The Christopher Co which built Dominion Heights installed pipes to water the trees on their block. County prefers to use gator bags. We’ll see which trees flourish. It was noted that the sidewalk along Car World has no trees at all. Since it is a wide sidewalk, we are not sure why not. So we’ve put in a request for at least one.
As part of the undergrounding, a utility pole was placed on N Pollard, Maywood side, and we complained about the construction debris and the pipes being uncovered during the previous 2 tours. On this 3rd visit we see the pipes are covered but the aisle is still a construction debris mess: the soil is filled with concrete and pebbles and nothing grows there. We have consistently asked that construction projects are inspected for clean up and for replanting of trees and other plants. We’ll report this site again. See photo.
We noticed that ALL the little walking spaces carved into the medians are too narrow for comfortable wheelchair crossing or for 2 pedestrian walking together. So we’ll put them on a wish list for widening. See photos.
The undergrounding of utilities project has left some eyesores, especially a struggling and poorly maintained “landscaping” around the huge switch/utility boxes by Bono Films (near ON-ramp for I 66) . And exactly at the spot where there was truck damage to the grassy aisle and sidewalk, we now have a very muddy narrowed walk, with grass covering the sidewalk at least a foot. See photo.
Finally, we documented damage by the stormwater sewer near Honda, and a spiky sharp broken metal sign, the stump sticking out of sidewalk rather than removed and concreted over.

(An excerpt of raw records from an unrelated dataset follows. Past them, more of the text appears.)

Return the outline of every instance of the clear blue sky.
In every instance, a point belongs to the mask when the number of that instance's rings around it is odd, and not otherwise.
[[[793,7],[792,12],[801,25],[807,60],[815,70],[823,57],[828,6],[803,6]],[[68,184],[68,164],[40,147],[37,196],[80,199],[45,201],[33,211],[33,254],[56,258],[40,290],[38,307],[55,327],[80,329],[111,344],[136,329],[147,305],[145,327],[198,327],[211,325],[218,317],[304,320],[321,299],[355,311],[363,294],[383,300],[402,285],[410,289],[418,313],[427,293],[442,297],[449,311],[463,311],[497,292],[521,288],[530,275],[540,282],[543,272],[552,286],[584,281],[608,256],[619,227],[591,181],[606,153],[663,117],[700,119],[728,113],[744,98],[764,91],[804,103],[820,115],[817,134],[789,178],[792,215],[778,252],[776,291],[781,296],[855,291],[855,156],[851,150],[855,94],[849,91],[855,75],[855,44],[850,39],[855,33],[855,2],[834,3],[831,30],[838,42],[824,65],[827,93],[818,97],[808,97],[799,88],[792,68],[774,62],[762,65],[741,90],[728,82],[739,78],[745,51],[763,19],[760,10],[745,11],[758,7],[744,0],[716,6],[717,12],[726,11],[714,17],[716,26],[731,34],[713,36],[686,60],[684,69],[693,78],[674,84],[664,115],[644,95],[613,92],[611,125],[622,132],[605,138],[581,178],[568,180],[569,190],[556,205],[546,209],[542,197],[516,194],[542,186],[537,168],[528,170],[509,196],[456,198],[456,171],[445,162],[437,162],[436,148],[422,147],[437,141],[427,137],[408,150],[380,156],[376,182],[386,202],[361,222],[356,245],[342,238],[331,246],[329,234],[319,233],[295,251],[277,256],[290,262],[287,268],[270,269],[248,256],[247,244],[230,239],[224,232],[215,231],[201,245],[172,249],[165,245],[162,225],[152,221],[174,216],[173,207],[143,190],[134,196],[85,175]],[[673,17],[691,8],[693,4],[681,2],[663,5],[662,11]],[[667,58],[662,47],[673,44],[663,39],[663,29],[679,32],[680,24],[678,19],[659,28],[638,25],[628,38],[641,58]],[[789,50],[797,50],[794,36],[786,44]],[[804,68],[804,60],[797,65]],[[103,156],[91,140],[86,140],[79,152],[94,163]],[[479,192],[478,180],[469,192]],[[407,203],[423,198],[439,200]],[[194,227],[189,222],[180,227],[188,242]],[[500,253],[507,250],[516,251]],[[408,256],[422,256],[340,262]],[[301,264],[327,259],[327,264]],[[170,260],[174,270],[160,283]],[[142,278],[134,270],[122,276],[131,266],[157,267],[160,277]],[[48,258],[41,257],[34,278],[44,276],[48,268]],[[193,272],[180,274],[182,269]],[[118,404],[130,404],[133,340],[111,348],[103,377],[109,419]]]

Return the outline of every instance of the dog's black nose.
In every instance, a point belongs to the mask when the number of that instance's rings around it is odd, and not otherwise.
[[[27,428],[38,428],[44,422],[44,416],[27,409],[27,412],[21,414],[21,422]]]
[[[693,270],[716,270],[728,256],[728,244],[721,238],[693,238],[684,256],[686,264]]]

I will call the tour a success, as we have a TO DO list for county, and a measure with which to monitor response. But beyond that is a greater success – County staff now have a full visual of the state of our trees, and a dedication to improving them. Perhaps as a result of all our nagging (who knows?).Even better, Mike Collins (Engineering Bureau Chief) started a multi-departmental staff work group to review street tree planting standards and engineering specifications to improve County practices on new streetscape projects, in order to improve the survival and health of new street trees. The group includes staff from the Department of Parks and Recreation, Community Planning, Housing and Development, and the Department of Environmental Services. This is HUGE, different departments are now sharing a vision for preserving and promoting trees.

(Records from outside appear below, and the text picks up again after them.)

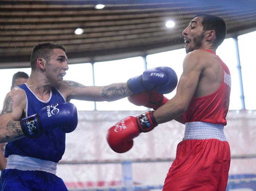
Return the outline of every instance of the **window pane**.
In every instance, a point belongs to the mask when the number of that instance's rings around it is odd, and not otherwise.
[[[26,68],[0,69],[1,81],[2,82],[1,84],[1,91],[0,91],[0,109],[1,110],[3,108],[3,103],[5,96],[11,90],[12,76],[19,71],[24,72],[30,75],[31,69],[30,68]]]
[[[148,55],[147,56],[148,69],[165,66],[172,68],[176,72],[179,80],[182,73],[182,64],[186,55],[185,48]],[[176,88],[172,92],[165,95],[172,98],[176,93]]]
[[[256,88],[255,86],[252,86],[256,81],[255,74],[256,65],[253,58],[255,54],[254,46],[256,43],[256,31],[254,31],[237,38],[246,109],[256,109]]]
[[[64,79],[80,83],[84,85],[93,85],[92,65],[91,63],[78,64],[68,65],[68,70]],[[94,102],[71,100],[77,110],[93,110]]]
[[[229,109],[242,109],[241,94],[234,39],[232,38],[225,39],[217,49],[216,54],[226,64],[230,72],[231,85]]]
[[[140,75],[145,70],[142,57],[96,62],[94,64],[95,82],[96,86],[125,82],[130,78]],[[97,110],[144,110],[146,108],[131,103],[127,98],[108,102],[96,102]]]

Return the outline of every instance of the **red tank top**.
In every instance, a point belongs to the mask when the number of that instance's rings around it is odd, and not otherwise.
[[[205,50],[216,55],[210,50]],[[229,70],[218,56],[223,69],[223,77],[220,87],[215,91],[202,97],[193,97],[188,109],[182,115],[185,123],[202,122],[227,124],[226,116],[228,110],[231,78]]]

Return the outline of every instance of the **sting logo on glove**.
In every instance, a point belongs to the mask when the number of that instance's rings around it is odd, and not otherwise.
[[[54,105],[52,105],[51,106],[51,107],[53,108],[51,111],[50,109],[50,106],[46,106],[46,108],[47,111],[47,115],[48,116],[48,117],[49,117],[52,115],[56,115],[58,114],[60,111],[60,109],[57,108],[56,107],[58,106],[59,104],[57,103],[55,104]]]
[[[120,124],[120,122],[121,122],[121,124]],[[118,125],[119,124],[121,124],[121,125]],[[115,127],[114,130],[116,133],[120,132],[123,129],[126,129],[127,128],[126,126],[125,126],[125,124],[124,123],[124,120],[123,119],[121,120],[121,121],[115,125]]]

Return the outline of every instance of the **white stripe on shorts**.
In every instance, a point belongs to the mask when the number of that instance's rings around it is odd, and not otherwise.
[[[190,122],[185,123],[184,137],[182,140],[216,139],[226,141],[224,126],[205,122]]]
[[[56,174],[57,163],[33,157],[11,155],[7,158],[6,169],[41,171]]]

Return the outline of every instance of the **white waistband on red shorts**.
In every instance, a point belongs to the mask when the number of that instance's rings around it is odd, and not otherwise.
[[[226,141],[224,126],[205,122],[190,122],[185,123],[185,133],[183,140],[216,139]]]
[[[6,168],[21,171],[41,171],[56,174],[57,163],[33,157],[11,155],[7,159]]]

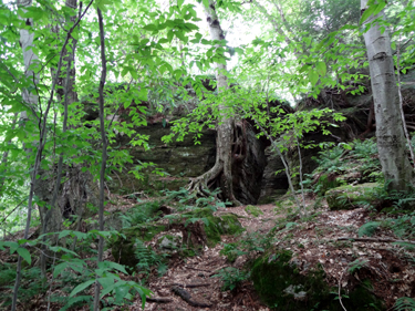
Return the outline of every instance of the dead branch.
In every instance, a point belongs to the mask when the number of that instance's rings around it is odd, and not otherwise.
[[[415,241],[395,240],[395,239],[376,239],[376,238],[350,238],[350,237],[343,237],[343,238],[338,238],[338,241],[386,242],[386,243],[398,242],[398,243],[415,245]]]
[[[211,304],[191,300],[191,294],[188,291],[186,291],[183,288],[180,288],[180,287],[173,287],[172,291],[175,294],[177,294],[178,297],[180,297],[184,301],[186,301],[191,307],[211,308]]]
[[[199,283],[199,284],[180,284],[180,283],[172,283],[170,286],[180,287],[180,288],[203,288],[203,287],[209,287],[209,283]]]
[[[154,298],[146,298],[146,301],[148,302],[156,302],[156,303],[169,303],[169,302],[173,302],[173,299],[168,299],[168,298],[158,298],[158,297],[154,297]]]

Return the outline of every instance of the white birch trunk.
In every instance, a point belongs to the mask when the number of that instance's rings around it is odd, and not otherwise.
[[[18,6],[22,8],[22,11],[25,12],[24,7],[31,7],[32,0],[28,1],[18,1]],[[31,19],[24,19],[24,22],[28,27],[33,25],[33,21]],[[39,83],[39,75],[34,74],[32,70],[29,70],[29,66],[33,63],[39,61],[37,54],[33,53],[31,46],[33,46],[33,38],[34,33],[30,32],[29,29],[21,29],[20,30],[20,45],[22,46],[23,51],[23,61],[24,61],[24,73],[28,79],[30,79],[33,83],[33,86]],[[28,89],[24,89],[22,92],[22,97],[24,103],[27,103],[33,111],[38,105],[38,95],[33,92],[29,92]],[[21,116],[22,120],[29,120],[28,112],[22,112]]]
[[[224,40],[224,31],[220,28],[220,22],[215,9],[215,2],[209,0],[209,7],[205,7],[206,21],[209,25],[209,32],[211,40]],[[217,48],[220,45],[218,44]],[[218,93],[229,89],[228,79],[226,76],[226,64],[215,63],[216,68],[216,81]],[[234,196],[232,190],[232,141],[235,120],[227,116],[226,111],[228,110],[225,104],[219,105],[221,116],[219,124],[217,125],[217,153],[216,153],[216,167],[222,167],[221,175],[221,189],[225,198],[239,205],[238,200]]]
[[[361,0],[362,13],[366,6],[367,0]],[[383,11],[376,17],[370,17],[363,25],[378,17],[384,17]],[[406,190],[414,183],[414,170],[405,146],[390,35],[387,30],[382,32],[381,27],[375,23],[364,33],[364,41],[371,72],[382,172],[385,182],[390,183],[390,189]]]

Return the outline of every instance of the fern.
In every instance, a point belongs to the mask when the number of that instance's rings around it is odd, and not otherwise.
[[[356,259],[349,263],[349,273],[354,273],[356,270],[360,270],[363,267],[367,266],[367,259]]]
[[[396,311],[415,311],[415,300],[409,297],[401,297],[396,300],[394,310]]]
[[[60,309],[59,311],[65,311],[72,307],[80,307],[83,305],[83,302],[86,302],[87,304],[92,303],[92,297],[91,296],[76,296],[72,297],[70,300],[68,300],[66,304]]]
[[[167,257],[166,253],[156,253],[151,248],[146,247],[144,242],[139,239],[135,240],[135,258],[138,259],[137,268],[141,272],[145,274],[149,274],[153,267],[156,267],[158,273],[164,273],[167,269],[164,263],[165,258]]]
[[[359,228],[359,237],[367,236],[372,237],[375,232],[376,228],[381,225],[378,221],[370,221],[367,224],[364,224],[362,227]]]

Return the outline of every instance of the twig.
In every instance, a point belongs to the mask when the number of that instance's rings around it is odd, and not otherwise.
[[[346,271],[346,269],[343,270],[342,274],[340,276],[340,280],[339,280],[339,301],[340,301],[340,304],[342,305],[342,308],[343,308],[344,311],[347,311],[347,310],[343,305],[341,290],[342,290],[342,278],[343,278],[344,271]]]
[[[180,287],[180,288],[203,288],[203,287],[209,287],[209,283],[199,283],[199,284],[180,284],[180,283],[172,283],[170,286]]]
[[[338,241],[385,242],[385,243],[397,242],[397,243],[411,243],[411,245],[415,245],[415,241],[407,241],[407,240],[375,239],[375,238],[351,238],[351,237],[338,238]]]
[[[168,298],[158,298],[158,297],[154,297],[154,298],[146,298],[146,301],[148,302],[156,302],[156,303],[169,303],[169,302],[173,302],[173,299],[168,299]]]
[[[401,35],[400,35],[401,40]],[[409,153],[411,153],[411,159],[412,159],[412,165],[415,165],[415,155],[414,155],[414,148],[411,143],[411,136],[409,133],[407,132],[407,125],[405,122],[405,112],[404,112],[404,101],[402,99],[402,87],[401,87],[401,44],[397,45],[397,61],[396,61],[396,75],[397,75],[397,93],[400,94],[400,111],[401,111],[401,118],[402,118],[402,125],[404,127],[406,141],[408,144]]]
[[[186,301],[191,307],[211,308],[211,304],[204,303],[204,302],[198,302],[198,301],[193,300],[191,299],[191,294],[188,291],[186,291],[183,288],[180,288],[180,287],[173,287],[172,291],[175,294],[177,294],[178,297],[180,297],[184,301]]]

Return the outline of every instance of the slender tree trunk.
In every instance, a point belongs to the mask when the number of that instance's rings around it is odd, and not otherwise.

According to Mr. Bartalon, “This group is “finalizing new details and specifications that will increase the volume and quality of soil in tree pits, which includes engineering solutions that allow for continuous strips of higher quality, less compacted soil to run between tree pits. The sidewalk is reinforced to be able to span the soil panels beneath it, leaving the soil less compacted and available for root growth between pits. The group has also worked to update tree planting details that reflect current landscape best practices. The list of recommended trees is also being reviewed and updated, favoring native trees where possible, but also allowing for non-invasive, non-native trees in situations where conditions are especially harsh and natives would have difficulty surviving. We expect that street trees will survive and thrive better on new streetscape projects than they have in the past.”